É quase impossível, ao começar a ler esta história, que a impressão inicial não seja de estranheza. Humanos a transformar-se em árvores? É, no mínimo, peculiar. Mas parte da força deste livro é a forma como esta estranheza inicial rapidamente se transforma em naturalidade, não só porque o choque das próprias personagens dá lugar a necessidades mais prementes, mas também porque a forma como o enredo evolui faz com que esta singularidade comece a fazer sentido. Além disso, este tão invulgar fim do mundo torna-se particularmente marcante tendo em conta o conflito humanidade versus natureza, que, de forma menos inusitada, mas igualmente dramática, existe também no mundo real.
Outro ponto marcante nesta história é o impacto emocional, sobretudo no que à intensidade dos laços diz respeito.

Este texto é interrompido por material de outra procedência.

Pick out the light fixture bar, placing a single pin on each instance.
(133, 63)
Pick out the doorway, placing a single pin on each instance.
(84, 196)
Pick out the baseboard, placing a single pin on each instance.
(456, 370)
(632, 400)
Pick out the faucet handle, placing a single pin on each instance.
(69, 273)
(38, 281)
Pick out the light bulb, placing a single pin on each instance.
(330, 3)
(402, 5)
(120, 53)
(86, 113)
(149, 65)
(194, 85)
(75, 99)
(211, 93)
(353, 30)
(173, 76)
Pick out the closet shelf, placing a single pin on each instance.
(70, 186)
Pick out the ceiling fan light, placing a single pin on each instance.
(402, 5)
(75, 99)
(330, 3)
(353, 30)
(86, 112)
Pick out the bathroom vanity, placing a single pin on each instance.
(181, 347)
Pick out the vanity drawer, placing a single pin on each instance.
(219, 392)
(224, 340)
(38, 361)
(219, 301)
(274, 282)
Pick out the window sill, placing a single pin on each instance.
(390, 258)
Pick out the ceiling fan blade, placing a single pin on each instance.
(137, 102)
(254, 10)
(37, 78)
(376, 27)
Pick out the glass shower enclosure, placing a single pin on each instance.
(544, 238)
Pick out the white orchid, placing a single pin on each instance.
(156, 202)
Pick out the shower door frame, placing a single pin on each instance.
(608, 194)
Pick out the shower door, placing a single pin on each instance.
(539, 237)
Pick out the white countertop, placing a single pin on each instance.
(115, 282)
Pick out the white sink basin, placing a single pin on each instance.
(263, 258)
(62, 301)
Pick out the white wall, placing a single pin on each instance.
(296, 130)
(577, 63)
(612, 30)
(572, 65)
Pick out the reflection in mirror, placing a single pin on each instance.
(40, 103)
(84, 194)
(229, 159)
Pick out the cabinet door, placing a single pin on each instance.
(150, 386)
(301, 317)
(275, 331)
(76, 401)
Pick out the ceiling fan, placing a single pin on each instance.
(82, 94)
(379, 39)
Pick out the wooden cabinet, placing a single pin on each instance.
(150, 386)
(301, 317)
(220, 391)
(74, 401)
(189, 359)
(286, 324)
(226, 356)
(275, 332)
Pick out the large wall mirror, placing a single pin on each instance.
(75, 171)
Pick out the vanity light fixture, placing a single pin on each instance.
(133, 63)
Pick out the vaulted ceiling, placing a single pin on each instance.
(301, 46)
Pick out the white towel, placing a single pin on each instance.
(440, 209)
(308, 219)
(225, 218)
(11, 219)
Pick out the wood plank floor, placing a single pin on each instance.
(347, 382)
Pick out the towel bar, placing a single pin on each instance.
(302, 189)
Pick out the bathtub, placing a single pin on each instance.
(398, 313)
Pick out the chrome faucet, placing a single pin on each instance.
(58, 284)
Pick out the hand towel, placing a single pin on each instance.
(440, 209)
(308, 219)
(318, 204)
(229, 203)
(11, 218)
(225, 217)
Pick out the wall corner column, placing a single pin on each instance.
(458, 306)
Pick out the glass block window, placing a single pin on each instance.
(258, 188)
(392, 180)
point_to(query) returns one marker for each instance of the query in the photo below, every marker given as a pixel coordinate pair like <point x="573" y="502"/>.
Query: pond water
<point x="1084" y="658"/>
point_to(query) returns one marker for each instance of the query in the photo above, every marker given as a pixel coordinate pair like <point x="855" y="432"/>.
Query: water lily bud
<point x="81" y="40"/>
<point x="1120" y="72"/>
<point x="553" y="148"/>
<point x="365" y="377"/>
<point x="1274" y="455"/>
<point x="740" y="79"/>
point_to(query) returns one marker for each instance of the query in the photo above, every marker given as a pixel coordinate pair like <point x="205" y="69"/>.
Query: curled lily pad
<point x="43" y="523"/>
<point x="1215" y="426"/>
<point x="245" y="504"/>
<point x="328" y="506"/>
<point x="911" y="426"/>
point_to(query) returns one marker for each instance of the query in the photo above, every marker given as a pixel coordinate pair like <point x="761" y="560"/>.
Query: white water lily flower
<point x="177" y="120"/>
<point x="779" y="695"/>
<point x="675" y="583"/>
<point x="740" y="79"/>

Mais do que uma história apocalíptica, esta é também a história de uma família, com sombras no passado, com tensões, com dúvidas, e acima de tudo, com um afeto profundo, mesmo perante o impossível. São as relações familiares que mais se gravam na memória, e a forma como alimentam a proximidade mesmo quando tudo parece ter desaparecido. Tudo converge, aliás, para um impacto particularmente poderoso quando estes laços são postos em causa.
E, claro, por entre a visão global, há todo um conjunto de pormenores a dar forma a este todo marcante. Visualmente, a expressividade dos rostos, principalmente no reflexo da passagem do tempo, mas também no contraste entre a paz da árvore e a tensão do mundo. No texto, a introspeção dos monólogos, em contraste com a capacidade de dizer tudo em poucas palavras nalguns dos diálogos mais poderosos. E no enredo, o equilíbrio entre ação, emoção e um pequeno toque de humor que acrescenta leveza por entre a intensidade dos sentimentos.
Começa por parecer improvável, mas rapidamente se assume como a história poderosa que é. Uma história intensa, emotiva, cheia de surpresas e de expressividade, de ação e de material para reflexão. Memorável em todos os aspetos, prende da primeira à última página. E não se esquece facilmente.